Red-Black Trees Part 1 - Balanced Trees
By John Lenz. December 27, 2015.
This page is part one of the article series You could have invented red-black trees!.
Our goal is to build a balanced tree. At the moment, let's just think about the structure of the tree ignoring how data might be stored on the nodes. One idea is to track how unbalanced the tree is and if it gets too unbalanced, throw away the tree and rebuild it from scratch to be balanced. Exploring this idea leads to scapegoat trees. Another idea is to constantly fix the tree to be as balanced as possible. At each node, store data about the size of each subtree and if they differ by more than one after an insert or remove, modify the tree to restore balance. Exploring this idea leads to AVL trees. Another idea is to just always keep the tree balanced. Each insert or remove operation will just keep the tree balanced so no balance restoration needs to take place. Exploring this idea will lead eventually to red-black trees.
How to keep the tree balanced? Assume we have a balanced tree, by which I mean that all leaves are at the same depth, and consider how to add a new leaf. We want to add it at the same depth as all the other leaves, which we can easily do if there is space on the branch nodes. Thus instead of a binary tree, we will allow each branch node to store more than two children (see the following figure). Of course, we will need to place some limit on the number of children a branch node can have, since otherwise we will spend too much work deciding which child to visit during a lookup.
For the moment, assume that we decide that a node can have at most four children. If we want to add a new leaf under the node labeled by \(x\), we can just directly add it since \(x\) has only three children. If instead we want to add a new leaf under the node labeled by \(y\), we cannot just add the leaf since \(y\) already has four children. Instead, we will make a new branch node (call it \(y'\)) to hold the new leaf. We don't want branch nodes with only a single child, so \(y'\) will steal a few leaves from \(y\) resulting in two partially filled branch nodes.
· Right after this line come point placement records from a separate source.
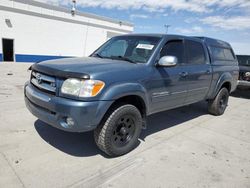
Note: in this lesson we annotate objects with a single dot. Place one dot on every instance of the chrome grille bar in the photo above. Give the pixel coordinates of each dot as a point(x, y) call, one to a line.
point(43, 82)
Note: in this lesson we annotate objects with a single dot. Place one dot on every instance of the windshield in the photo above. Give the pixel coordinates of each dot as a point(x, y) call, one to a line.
point(135, 49)
point(244, 60)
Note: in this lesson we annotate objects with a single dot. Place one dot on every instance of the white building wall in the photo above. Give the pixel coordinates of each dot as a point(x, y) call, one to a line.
point(39, 31)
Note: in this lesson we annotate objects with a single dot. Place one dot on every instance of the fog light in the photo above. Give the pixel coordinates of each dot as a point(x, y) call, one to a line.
point(70, 122)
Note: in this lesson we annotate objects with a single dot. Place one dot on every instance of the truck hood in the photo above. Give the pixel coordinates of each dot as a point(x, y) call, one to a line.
point(244, 68)
point(81, 67)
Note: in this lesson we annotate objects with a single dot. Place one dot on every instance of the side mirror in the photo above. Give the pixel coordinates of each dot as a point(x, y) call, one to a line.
point(168, 61)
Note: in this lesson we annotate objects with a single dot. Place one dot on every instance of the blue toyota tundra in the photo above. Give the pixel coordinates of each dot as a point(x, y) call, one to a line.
point(127, 79)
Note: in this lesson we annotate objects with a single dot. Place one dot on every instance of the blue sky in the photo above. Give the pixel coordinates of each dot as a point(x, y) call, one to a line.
point(228, 20)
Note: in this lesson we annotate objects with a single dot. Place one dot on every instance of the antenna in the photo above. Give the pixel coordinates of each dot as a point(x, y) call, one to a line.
point(167, 27)
point(73, 9)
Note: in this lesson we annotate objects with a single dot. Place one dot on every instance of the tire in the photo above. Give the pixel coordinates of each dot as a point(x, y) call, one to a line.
point(218, 105)
point(119, 132)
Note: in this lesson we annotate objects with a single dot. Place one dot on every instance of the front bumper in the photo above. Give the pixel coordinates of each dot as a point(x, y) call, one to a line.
point(54, 110)
point(243, 83)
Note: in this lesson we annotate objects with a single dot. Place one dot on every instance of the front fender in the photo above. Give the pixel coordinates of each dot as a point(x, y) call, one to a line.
point(117, 91)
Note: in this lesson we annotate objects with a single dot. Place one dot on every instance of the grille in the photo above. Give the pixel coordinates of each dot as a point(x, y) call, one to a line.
point(43, 82)
point(242, 76)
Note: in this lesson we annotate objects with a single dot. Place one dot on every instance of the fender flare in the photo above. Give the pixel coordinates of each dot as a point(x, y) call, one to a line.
point(118, 91)
point(226, 77)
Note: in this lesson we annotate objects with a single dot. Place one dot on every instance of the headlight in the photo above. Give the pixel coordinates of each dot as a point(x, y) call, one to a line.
point(82, 88)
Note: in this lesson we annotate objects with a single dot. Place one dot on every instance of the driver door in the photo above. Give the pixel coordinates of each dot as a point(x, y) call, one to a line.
point(169, 83)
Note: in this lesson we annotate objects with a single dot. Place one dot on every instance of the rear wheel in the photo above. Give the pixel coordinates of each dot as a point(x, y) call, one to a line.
point(218, 105)
point(119, 132)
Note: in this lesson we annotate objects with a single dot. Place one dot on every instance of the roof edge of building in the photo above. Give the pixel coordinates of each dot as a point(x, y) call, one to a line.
point(63, 9)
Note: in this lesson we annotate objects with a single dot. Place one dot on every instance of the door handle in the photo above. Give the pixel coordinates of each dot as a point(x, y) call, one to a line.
point(183, 74)
point(208, 71)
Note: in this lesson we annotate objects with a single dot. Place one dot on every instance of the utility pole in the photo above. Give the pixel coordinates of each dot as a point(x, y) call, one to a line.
point(73, 10)
point(167, 27)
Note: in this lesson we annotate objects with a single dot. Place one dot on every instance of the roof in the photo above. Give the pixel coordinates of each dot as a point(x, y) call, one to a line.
point(66, 10)
point(215, 42)
point(209, 41)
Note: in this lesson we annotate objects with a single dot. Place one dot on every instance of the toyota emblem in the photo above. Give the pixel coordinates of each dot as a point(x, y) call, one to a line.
point(39, 78)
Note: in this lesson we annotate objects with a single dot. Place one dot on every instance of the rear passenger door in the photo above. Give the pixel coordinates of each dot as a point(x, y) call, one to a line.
point(199, 71)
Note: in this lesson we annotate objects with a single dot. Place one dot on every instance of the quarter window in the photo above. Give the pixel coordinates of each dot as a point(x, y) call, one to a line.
point(195, 52)
point(222, 53)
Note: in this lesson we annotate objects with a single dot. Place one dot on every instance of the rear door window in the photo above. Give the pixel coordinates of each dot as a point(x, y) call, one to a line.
point(222, 53)
point(195, 52)
point(174, 48)
point(218, 53)
point(229, 54)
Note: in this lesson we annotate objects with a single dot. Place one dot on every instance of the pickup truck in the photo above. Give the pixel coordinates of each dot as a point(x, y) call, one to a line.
point(128, 78)
point(244, 66)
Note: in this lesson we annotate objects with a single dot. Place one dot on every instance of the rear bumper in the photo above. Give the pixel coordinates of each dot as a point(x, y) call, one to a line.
point(54, 110)
point(242, 83)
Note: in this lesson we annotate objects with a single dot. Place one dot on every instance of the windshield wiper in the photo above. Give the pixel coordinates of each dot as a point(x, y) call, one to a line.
point(123, 58)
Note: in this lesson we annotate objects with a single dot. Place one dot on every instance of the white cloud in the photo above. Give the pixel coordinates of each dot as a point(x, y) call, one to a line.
point(228, 23)
point(193, 30)
point(142, 16)
point(241, 48)
point(199, 6)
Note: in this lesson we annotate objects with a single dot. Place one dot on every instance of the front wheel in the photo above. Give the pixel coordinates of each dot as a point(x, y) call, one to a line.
point(119, 132)
point(218, 105)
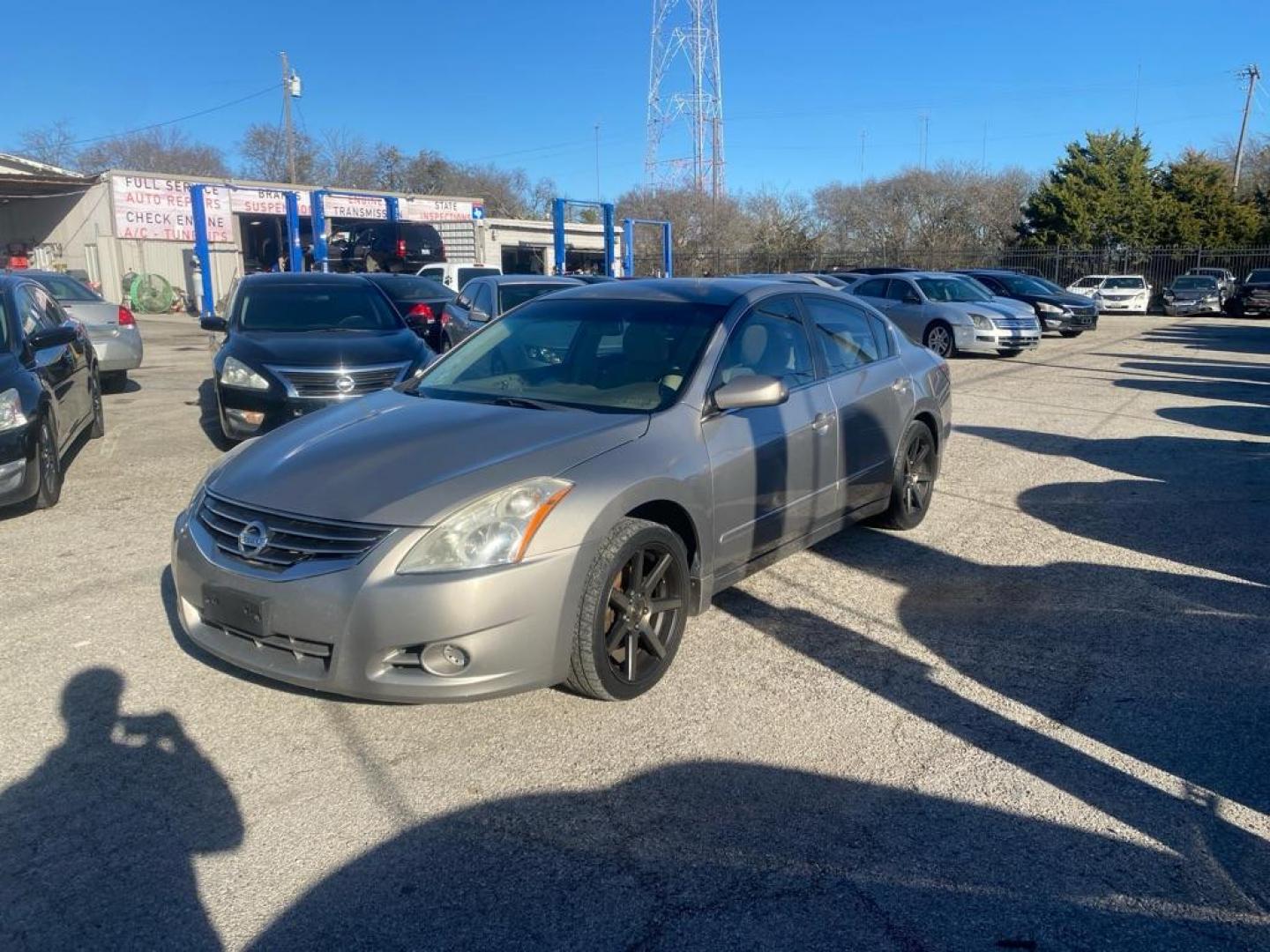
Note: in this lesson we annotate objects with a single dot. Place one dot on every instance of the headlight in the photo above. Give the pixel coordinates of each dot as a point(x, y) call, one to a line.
point(11, 412)
point(496, 530)
point(235, 374)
If we create this new branch node \(y'\), we must add \(y'\) at the same depth as \(y\) so that the tree stays balanced. Thus, we look at the parent of \(y\). Call the parent of \(y\) by \(z\). If \(z\) has available space, \(y'\) can be added a child. If \(z\) is full, we can create a clone \(z'\) of \(z\) to hold \(y'\) and some children stolen from \(z\). But now \(z'\) must be added at the same depth as \(z\), so we look at the parent of \(z\). Sound familiar? We continue in this fashion up the tree creating new nodes until we find a non-full node or we reach the root. If we reach the root (call the root \(r\)) and \(r\) is full, we create a new node \(r'\) as normal and redistribute the children among \(r\) and \(r'\). Finally, we make a new node to become the root, and make this new node have \(r\) and \(r'\) as children (thus \(r\) is no longer the root).
This procedure keeps the tree balanced. Indeed, care was taken when creating new branch nodes and redistributing children to keep each node at the same depth as it was before the operation. The only place where the height of the tree grows is when we create a new root to live above \(r\) and \(r'\), but in this case every single node in the tree has its depth increased by one, still maintaining that all leaves are at the same depth. Since we can make sure each branch node always has at least two children and the leaves are the same depth, the total height of a tree with \(n\) children is at most \(\log_2 n\).
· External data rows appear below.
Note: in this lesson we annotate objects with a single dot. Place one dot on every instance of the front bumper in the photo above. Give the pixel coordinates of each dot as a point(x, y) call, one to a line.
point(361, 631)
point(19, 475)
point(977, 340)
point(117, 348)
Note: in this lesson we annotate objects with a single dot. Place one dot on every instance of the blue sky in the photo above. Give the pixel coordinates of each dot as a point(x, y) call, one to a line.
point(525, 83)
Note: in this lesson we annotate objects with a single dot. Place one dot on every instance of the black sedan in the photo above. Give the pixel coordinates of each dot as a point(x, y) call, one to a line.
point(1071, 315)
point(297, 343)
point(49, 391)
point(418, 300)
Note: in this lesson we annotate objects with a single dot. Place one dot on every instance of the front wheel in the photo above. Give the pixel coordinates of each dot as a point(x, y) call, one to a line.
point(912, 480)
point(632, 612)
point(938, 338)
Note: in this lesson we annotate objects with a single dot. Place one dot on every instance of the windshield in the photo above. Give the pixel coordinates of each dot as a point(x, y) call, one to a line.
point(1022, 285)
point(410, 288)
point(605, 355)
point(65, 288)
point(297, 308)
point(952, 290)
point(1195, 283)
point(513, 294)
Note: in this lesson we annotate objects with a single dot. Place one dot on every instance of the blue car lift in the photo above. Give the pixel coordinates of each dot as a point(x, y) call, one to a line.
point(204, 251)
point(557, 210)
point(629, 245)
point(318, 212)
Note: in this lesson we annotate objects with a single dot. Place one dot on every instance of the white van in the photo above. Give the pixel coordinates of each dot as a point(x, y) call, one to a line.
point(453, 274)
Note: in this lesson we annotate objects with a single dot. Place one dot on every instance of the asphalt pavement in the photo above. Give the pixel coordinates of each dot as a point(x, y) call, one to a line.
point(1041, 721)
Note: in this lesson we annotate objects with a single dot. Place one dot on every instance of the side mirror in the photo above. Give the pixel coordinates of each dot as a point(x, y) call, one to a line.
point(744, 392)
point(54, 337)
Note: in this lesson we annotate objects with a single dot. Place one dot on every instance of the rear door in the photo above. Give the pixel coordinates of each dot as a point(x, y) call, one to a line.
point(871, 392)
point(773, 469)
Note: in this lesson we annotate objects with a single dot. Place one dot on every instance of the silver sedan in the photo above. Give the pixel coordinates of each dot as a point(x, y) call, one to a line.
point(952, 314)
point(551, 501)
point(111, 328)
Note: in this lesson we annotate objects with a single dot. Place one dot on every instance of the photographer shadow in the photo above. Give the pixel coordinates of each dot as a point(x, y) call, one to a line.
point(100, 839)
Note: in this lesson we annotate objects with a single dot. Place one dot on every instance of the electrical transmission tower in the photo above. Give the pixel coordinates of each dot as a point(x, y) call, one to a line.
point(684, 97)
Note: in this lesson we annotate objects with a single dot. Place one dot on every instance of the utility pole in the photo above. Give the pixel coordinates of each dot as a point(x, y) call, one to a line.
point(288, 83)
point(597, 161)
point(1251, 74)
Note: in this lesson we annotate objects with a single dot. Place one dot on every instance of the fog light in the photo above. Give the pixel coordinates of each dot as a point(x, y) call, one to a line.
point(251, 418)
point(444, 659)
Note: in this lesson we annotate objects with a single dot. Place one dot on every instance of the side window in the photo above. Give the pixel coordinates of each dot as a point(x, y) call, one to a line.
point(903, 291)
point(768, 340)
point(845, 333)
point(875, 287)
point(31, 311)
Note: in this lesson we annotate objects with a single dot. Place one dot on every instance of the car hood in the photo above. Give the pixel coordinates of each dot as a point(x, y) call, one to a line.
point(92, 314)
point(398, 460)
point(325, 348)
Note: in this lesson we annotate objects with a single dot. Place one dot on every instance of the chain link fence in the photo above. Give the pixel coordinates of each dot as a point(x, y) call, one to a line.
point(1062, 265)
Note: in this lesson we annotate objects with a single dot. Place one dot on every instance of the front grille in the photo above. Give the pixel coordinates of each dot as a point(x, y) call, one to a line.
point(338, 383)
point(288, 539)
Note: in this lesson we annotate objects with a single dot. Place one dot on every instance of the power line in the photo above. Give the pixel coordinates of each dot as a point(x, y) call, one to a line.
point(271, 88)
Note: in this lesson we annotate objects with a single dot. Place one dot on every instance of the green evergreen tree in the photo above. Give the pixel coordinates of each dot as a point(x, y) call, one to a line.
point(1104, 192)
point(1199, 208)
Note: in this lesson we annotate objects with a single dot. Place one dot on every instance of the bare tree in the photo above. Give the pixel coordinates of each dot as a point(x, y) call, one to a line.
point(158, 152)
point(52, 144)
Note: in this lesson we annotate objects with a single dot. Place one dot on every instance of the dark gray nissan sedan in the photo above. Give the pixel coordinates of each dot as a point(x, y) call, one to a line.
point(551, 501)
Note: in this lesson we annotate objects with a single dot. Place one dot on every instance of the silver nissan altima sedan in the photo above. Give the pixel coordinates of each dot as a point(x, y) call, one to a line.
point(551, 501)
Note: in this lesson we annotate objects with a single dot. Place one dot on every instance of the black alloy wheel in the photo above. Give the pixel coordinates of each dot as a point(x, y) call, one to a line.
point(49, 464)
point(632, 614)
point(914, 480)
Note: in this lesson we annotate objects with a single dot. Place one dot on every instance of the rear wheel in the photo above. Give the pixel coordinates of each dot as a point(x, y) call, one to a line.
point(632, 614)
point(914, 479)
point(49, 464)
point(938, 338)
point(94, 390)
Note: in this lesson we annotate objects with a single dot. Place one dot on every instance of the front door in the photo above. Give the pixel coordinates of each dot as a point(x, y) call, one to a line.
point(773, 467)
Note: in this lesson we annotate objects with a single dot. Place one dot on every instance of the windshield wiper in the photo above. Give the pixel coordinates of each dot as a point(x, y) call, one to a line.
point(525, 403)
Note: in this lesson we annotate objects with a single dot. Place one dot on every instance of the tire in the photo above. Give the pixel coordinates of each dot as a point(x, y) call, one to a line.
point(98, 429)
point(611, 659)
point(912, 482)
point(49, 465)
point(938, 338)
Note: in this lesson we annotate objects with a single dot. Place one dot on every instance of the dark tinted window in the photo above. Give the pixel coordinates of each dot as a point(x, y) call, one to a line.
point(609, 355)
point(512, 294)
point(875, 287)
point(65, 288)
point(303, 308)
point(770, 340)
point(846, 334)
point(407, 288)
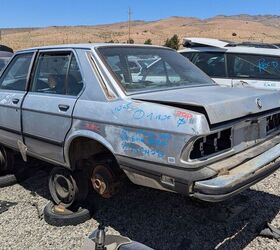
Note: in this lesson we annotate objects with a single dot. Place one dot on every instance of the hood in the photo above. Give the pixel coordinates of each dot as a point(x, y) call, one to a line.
point(219, 104)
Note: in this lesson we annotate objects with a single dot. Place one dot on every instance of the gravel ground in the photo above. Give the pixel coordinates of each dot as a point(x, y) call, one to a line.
point(159, 219)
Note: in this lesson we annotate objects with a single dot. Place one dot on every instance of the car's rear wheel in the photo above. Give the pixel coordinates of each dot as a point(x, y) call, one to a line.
point(105, 176)
point(67, 187)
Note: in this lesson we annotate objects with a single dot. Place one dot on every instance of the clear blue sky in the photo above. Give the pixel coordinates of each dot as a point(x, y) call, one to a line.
point(35, 13)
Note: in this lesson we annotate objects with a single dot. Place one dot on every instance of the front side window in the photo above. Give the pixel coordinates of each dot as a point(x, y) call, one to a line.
point(213, 64)
point(57, 73)
point(3, 62)
point(15, 76)
point(254, 66)
point(156, 68)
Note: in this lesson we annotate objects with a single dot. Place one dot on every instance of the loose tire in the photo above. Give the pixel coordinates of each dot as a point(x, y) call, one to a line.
point(66, 187)
point(66, 217)
point(7, 180)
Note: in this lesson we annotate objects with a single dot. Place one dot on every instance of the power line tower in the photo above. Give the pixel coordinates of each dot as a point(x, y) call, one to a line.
point(129, 23)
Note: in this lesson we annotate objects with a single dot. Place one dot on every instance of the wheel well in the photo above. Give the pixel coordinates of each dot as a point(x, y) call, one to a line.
point(83, 148)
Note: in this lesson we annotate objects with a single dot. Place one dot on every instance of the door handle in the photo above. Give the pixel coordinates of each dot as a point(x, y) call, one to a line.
point(63, 107)
point(15, 100)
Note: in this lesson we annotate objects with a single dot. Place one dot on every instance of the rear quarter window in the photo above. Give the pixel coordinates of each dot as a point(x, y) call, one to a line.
point(254, 66)
point(213, 64)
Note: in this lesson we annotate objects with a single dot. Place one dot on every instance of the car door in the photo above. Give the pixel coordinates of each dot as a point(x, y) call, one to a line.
point(13, 84)
point(252, 70)
point(48, 106)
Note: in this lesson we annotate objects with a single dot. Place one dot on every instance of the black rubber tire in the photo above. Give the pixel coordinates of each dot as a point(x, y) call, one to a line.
point(78, 186)
point(8, 180)
point(60, 220)
point(6, 160)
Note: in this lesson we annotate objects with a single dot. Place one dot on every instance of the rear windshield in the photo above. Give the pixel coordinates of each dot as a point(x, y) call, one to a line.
point(143, 69)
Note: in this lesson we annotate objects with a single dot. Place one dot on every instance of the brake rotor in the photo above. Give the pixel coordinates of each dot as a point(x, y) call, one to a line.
point(103, 181)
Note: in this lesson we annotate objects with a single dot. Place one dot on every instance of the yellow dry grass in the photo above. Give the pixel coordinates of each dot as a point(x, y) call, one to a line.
point(158, 31)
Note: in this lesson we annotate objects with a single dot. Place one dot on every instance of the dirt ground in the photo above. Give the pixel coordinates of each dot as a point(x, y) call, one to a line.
point(158, 219)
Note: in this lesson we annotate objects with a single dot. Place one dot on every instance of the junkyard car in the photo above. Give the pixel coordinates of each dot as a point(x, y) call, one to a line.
point(80, 107)
point(246, 64)
point(5, 55)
The remove operation can also be implemented. Say we want to remove a leaf \(v\). If the parent of \(v\) has at least three children (such as \(x\) or \(y\) in the figure), we can just remove \(v\) directly. If the parent of \(v\) has only two children (such as \(w\) in the figure), removing \(v\) would drop \(w\) to have only a single child. We can then redistribute the remaining child of \(w\) child among the neighboring nodes on the same level as \(w\), possibly removing \(w\) completely. If we remove \(w\), then the parent of \(w\) might drop to only a single child. We therefore repeat up the tree. If we reach the root and make the root have only a single child, then the root node can be discarded and this single child can become the new root. I am being deliberately vague here: I encourage you to draw some trees on a piece of paper and consider how you can perform remove by moving around children, always keeping nodes at the same depth and never leaving a branch node with a single child.
There are many ways of directly turning the above ideas into a balanced tree implementation. First, we must decide how to store data on the nodes so that we can find the data later. Also, we must decide how many children a branch node is allowed. There are several variations, including B-trees, 2-3 trees, 2-3-4 trees, and many more variations on these data structures (especially B-trees have many variations).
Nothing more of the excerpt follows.